Из дальнейших объяснений отца выяснилось, что ее все-таки узнали. Кто-то из стражников, задержавших нас. А так как в Риме даже стены имеют глаза и уши, а воздух пропитан тлетворным запахом сплетен, то весть о произошедшем и участниках быстро распространилась в городе. Впрочем, отец узнал обо всем от префекта стражников, допрашивавшего нас. Опытный чиновник сообразил, чем это может угрожать видным римским семьям, чьи отпрыски так неудачно пошутили, и решил известить главу каждой семьи. Благородный порыв префекта был небескорыстен – наши отцы либо обладали большим богатством, либо занимали высокие должности, либо (как мой отец) имели и то и это. Знание же такого рода всегда дорого стоит.
Как я сумел понять позже, в тот день, когда отец разговаривал со мной, влиятельный сенатор еще не знал о своем позоре. А если и знал, то еще не предпринял никаких шагов. Отец был уверен, что он их обязательно предпримет. Мне это могло грозить судом и жестоким наказанием, а отцу потерей должности.
Отец заставил меня рассказать подробности произошедшего и во время моего рассказа стонал и хватался рукой за голову, а когда я закончил, упал в кресло, закрыл лицо ладонями, жалобно произнес:
– Атия. Только она еще может спасти нас.
* * *
Пришло время сказать о сестре отца, Атии, моей тетке. Она была младшей сестрой, и ко времени описываемых событий ей было тридцать шесть лет. В нашем доме не принято было произносить ее имени – не меньше десяти лет отец не виделся и не разговаривал с ней. И тому были свои причины.
Красота Атии не имела себе равных.
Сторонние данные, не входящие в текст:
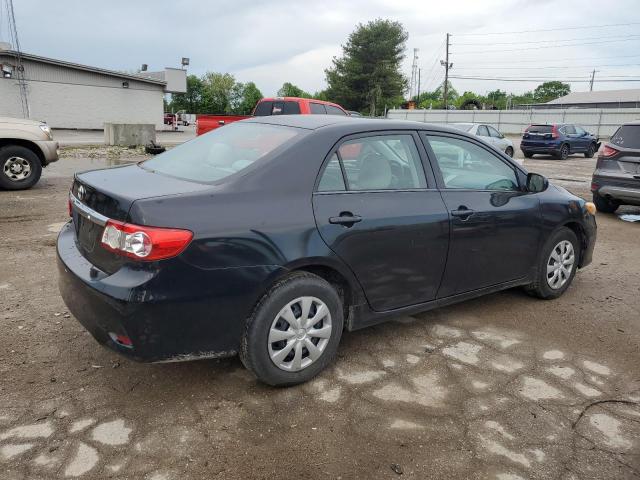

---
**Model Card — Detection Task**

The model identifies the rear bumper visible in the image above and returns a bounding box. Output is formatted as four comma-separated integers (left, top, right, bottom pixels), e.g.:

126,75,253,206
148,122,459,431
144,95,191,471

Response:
57,223,281,362
591,174,640,205
36,140,59,166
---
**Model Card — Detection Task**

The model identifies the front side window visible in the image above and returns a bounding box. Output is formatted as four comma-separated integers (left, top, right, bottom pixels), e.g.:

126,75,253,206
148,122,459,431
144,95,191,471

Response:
427,135,519,190
338,135,426,190
309,102,327,115
140,122,304,183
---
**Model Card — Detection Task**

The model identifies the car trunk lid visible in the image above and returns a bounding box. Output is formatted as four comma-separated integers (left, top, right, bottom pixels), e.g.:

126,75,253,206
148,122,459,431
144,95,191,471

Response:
70,165,211,274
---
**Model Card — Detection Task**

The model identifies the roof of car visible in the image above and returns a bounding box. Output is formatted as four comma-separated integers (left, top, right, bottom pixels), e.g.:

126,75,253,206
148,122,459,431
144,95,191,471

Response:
243,115,460,133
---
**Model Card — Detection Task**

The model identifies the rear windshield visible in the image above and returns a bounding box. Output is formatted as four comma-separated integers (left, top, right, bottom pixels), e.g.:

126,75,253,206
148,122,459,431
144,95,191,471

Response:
527,125,553,133
610,125,640,148
140,123,304,183
451,123,473,132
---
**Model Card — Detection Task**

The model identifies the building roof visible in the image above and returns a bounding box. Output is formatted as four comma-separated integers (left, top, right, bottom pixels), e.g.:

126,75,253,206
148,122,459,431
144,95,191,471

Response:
546,88,640,105
0,49,167,86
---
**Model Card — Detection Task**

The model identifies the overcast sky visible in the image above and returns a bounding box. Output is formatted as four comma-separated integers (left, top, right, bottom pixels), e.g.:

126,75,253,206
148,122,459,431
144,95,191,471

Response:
5,0,640,99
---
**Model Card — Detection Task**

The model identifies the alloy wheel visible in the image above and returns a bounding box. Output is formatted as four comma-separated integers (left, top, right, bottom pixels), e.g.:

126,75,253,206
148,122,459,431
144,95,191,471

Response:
2,157,31,182
267,297,332,372
547,240,576,290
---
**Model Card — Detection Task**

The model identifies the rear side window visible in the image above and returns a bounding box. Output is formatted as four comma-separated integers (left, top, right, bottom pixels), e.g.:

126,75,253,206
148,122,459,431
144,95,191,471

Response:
338,135,426,190
527,125,553,133
609,125,640,148
282,102,300,115
253,101,273,117
318,153,346,192
309,102,327,115
140,122,303,183
324,105,346,116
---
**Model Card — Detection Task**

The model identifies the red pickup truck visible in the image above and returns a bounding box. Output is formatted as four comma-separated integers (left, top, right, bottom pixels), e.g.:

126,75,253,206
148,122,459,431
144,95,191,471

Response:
196,97,349,135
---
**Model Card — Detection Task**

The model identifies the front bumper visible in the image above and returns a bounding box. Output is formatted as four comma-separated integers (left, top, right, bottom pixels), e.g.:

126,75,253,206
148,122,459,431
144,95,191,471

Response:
35,140,59,166
57,222,280,362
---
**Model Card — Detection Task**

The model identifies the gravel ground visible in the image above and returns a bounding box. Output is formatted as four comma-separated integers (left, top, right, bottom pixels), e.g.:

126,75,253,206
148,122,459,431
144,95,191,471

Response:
0,148,640,480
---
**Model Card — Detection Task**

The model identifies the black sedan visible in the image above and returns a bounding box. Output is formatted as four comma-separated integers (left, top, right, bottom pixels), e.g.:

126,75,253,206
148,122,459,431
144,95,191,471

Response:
57,115,596,385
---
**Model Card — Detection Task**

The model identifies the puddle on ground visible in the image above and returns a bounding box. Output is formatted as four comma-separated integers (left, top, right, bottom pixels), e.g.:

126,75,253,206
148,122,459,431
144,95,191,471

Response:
618,213,640,222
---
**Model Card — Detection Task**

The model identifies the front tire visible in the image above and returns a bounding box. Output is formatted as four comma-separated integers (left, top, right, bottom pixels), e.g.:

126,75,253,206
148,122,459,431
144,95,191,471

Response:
593,192,620,213
0,145,42,190
525,227,580,300
240,272,344,386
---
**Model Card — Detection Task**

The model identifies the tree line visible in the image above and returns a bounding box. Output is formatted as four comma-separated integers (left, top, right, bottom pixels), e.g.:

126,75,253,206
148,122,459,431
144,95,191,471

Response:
165,19,571,116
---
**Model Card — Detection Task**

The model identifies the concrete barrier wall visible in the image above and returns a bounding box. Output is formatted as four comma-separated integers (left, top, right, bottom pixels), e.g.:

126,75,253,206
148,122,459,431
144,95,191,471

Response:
387,108,640,137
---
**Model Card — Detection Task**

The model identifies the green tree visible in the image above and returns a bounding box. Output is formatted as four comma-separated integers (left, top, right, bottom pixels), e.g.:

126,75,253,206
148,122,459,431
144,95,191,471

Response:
234,82,263,115
325,19,408,115
202,72,239,113
533,80,571,103
278,82,313,98
167,75,203,113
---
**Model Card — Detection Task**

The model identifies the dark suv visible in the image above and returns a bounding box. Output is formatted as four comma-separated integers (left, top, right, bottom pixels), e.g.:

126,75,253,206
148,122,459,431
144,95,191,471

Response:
591,121,640,213
520,123,600,160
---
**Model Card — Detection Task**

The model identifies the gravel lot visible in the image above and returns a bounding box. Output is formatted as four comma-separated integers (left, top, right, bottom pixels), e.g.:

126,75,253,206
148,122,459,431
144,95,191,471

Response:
0,145,640,480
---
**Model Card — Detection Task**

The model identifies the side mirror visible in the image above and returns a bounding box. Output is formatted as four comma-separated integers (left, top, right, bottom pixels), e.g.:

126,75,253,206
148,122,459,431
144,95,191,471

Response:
527,173,549,193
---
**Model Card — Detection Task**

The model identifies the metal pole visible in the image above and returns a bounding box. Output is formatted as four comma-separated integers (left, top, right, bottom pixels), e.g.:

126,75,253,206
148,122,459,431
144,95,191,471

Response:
444,33,449,110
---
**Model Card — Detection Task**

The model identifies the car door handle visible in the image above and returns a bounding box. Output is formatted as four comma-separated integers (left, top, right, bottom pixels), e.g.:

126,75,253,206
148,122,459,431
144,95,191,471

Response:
451,205,474,221
329,212,362,227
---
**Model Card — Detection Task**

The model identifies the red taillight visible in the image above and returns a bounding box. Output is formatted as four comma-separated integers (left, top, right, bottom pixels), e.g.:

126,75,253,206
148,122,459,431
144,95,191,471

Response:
102,220,193,261
602,145,620,157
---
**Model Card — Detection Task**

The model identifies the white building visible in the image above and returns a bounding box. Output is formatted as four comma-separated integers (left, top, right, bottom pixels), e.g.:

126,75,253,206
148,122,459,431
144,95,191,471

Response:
0,44,186,129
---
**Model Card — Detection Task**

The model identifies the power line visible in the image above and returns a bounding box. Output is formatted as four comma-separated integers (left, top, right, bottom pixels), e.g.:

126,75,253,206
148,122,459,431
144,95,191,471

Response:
449,75,640,83
456,34,640,47
454,22,640,37
456,39,640,55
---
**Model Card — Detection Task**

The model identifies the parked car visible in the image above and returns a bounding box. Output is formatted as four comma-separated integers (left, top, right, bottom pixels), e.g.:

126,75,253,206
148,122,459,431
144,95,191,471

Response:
520,123,600,160
57,115,596,385
451,123,514,157
196,97,349,135
0,117,58,190
591,121,640,213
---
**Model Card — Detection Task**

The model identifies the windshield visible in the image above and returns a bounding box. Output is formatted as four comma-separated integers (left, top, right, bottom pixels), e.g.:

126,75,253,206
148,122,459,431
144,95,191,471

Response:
451,123,473,132
140,122,303,183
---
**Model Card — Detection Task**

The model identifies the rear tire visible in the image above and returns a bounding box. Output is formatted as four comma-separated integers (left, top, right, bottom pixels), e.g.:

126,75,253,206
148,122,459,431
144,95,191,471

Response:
525,227,581,300
593,192,620,213
0,145,42,190
556,143,569,160
240,272,344,386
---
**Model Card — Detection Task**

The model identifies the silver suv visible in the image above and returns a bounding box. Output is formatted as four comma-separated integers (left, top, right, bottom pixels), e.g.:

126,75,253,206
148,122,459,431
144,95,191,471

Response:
0,117,58,190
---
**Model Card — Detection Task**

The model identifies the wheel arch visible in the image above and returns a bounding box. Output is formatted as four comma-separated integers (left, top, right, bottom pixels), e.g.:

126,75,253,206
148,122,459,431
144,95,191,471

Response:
0,138,47,167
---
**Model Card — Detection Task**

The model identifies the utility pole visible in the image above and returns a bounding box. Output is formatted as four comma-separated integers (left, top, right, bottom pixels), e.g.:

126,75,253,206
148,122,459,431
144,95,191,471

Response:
589,68,598,92
440,33,453,110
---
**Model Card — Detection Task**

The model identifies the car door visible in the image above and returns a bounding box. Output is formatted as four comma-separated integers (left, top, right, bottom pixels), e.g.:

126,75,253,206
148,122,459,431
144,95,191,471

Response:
313,131,449,311
423,133,541,298
562,125,585,153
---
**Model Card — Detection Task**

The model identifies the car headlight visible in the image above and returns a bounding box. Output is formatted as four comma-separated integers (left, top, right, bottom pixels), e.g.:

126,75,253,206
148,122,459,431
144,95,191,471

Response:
40,123,53,140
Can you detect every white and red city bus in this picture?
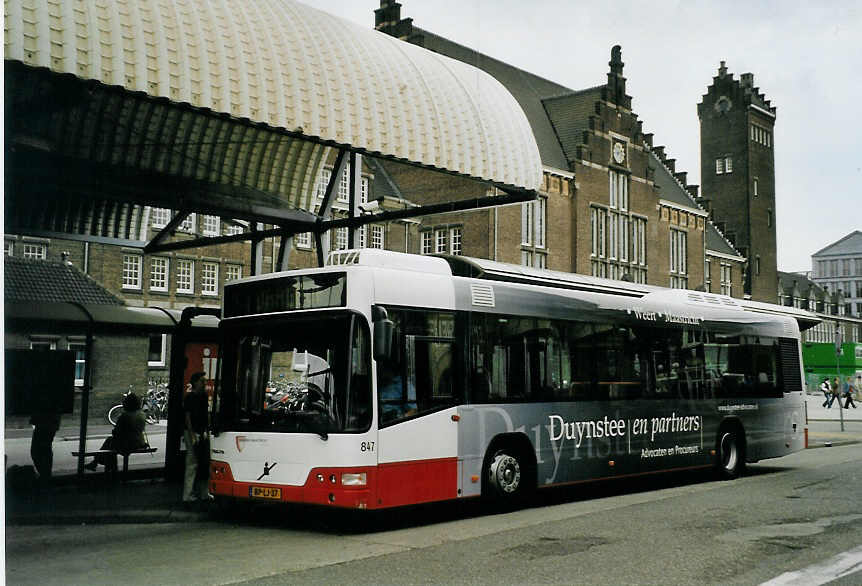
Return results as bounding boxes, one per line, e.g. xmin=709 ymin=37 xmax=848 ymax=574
xmin=210 ymin=249 xmax=805 ymax=509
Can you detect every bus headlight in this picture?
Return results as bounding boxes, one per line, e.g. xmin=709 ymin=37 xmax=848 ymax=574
xmin=341 ymin=472 xmax=368 ymax=486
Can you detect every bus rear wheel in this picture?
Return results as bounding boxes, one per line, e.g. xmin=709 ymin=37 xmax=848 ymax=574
xmin=716 ymin=427 xmax=745 ymax=480
xmin=485 ymin=446 xmax=532 ymax=508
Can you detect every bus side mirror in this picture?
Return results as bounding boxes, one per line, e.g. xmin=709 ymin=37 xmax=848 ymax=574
xmin=374 ymin=318 xmax=395 ymax=361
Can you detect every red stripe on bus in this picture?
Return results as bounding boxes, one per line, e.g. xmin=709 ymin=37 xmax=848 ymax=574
xmin=210 ymin=458 xmax=458 ymax=509
xmin=377 ymin=458 xmax=458 ymax=507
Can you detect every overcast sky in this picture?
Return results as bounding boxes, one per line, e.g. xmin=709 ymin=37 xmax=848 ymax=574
xmin=314 ymin=0 xmax=862 ymax=271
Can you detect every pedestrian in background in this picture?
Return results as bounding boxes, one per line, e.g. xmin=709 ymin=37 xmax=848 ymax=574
xmin=820 ymin=378 xmax=835 ymax=409
xmin=30 ymin=413 xmax=60 ymax=484
xmin=183 ymin=372 xmax=209 ymax=508
xmin=838 ymin=376 xmax=856 ymax=409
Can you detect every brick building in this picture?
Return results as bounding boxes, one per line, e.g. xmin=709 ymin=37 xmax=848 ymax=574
xmin=372 ymin=0 xmax=748 ymax=299
xmin=811 ymin=230 xmax=862 ymax=318
xmin=697 ymin=61 xmax=778 ymax=303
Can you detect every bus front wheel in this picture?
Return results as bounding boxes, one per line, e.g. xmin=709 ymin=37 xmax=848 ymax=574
xmin=716 ymin=427 xmax=745 ymax=480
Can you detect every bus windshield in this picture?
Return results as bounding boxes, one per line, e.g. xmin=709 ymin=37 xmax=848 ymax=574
xmin=217 ymin=312 xmax=371 ymax=437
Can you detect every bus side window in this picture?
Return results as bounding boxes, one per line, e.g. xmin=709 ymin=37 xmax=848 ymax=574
xmin=566 ymin=322 xmax=596 ymax=401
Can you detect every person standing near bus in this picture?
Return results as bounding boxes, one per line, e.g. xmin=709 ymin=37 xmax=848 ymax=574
xmin=838 ymin=376 xmax=856 ymax=409
xmin=820 ymin=378 xmax=835 ymax=409
xmin=30 ymin=412 xmax=60 ymax=484
xmin=183 ymin=372 xmax=209 ymax=508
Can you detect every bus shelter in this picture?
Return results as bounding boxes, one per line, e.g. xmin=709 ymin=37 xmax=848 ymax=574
xmin=4 ymin=302 xmax=218 ymax=475
xmin=4 ymin=0 xmax=542 ymax=480
xmin=4 ymin=0 xmax=541 ymax=266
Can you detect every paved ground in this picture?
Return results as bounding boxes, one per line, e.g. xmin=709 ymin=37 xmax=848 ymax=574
xmin=5 ymin=395 xmax=862 ymax=524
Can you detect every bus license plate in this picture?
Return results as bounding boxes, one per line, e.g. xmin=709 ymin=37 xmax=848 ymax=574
xmin=248 ymin=486 xmax=281 ymax=501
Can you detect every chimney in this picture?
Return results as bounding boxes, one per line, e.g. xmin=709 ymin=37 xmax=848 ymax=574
xmin=607 ymin=45 xmax=626 ymax=105
xmin=374 ymin=0 xmax=401 ymax=30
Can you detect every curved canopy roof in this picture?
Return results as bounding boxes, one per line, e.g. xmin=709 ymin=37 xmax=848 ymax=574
xmin=5 ymin=0 xmax=541 ymax=198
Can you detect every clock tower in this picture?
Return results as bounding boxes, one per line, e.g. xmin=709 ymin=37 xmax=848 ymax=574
xmin=697 ymin=61 xmax=778 ymax=303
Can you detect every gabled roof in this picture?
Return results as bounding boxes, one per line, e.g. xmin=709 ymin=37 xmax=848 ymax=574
xmin=778 ymin=271 xmax=830 ymax=299
xmin=811 ymin=230 xmax=862 ymax=256
xmin=649 ymin=148 xmax=744 ymax=259
xmin=3 ymin=256 xmax=124 ymax=305
xmin=542 ymin=86 xmax=603 ymax=161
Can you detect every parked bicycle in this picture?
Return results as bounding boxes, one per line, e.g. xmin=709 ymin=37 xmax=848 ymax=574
xmin=105 ymin=383 xmax=168 ymax=425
Один римский поэт (вполне средний) как-то сравнил ее с ослепительным ударом молнии самого Юпитера. Образ глупый, но понятно, что он имел в виду – красота Атии была ослепительной. Я не мастер описывать такие вещи подробно – глаза, волосы, нос, стан, походку, – изложить и более простые предметы мне удается с большим трудом. Скажу только, что я не знал мужчины, который бы не заглядывался на Атию, и не знал женщин, которая бы не хулила ее.
В придачу к красоте боги наделили Атию капризным характером, довольно живым умом и страстью ко всему необычному, высшему. Уже в юности она заявляла, что не хочет жить, как все, чем приводила в ужас своих родителей. Опасаясь проявлений ее необузданного нрава, Атию держали в строгости, следя за каждым ее шагом и не позволяя даже того, что позволялось другим девушкам ее круга. Но, как известно, запреты только усиливают страсти, и однажды Атия сбежала из дома и где-то пропадала целых полгода.
В нашей семье об этом никогда не говорили, но по слухам, доходившим до меня, знаю, что Атия сбежала с каким-то богатым торговцем в Капую и жила в его доме на правах любовницы. Уж не знаю, чем этот торговец мог ее прельстить, но полагаю, что не в нем самом дело, а лишь в том, что Атии надоело жить в родительском доме под надзором, и она возжелала свободы.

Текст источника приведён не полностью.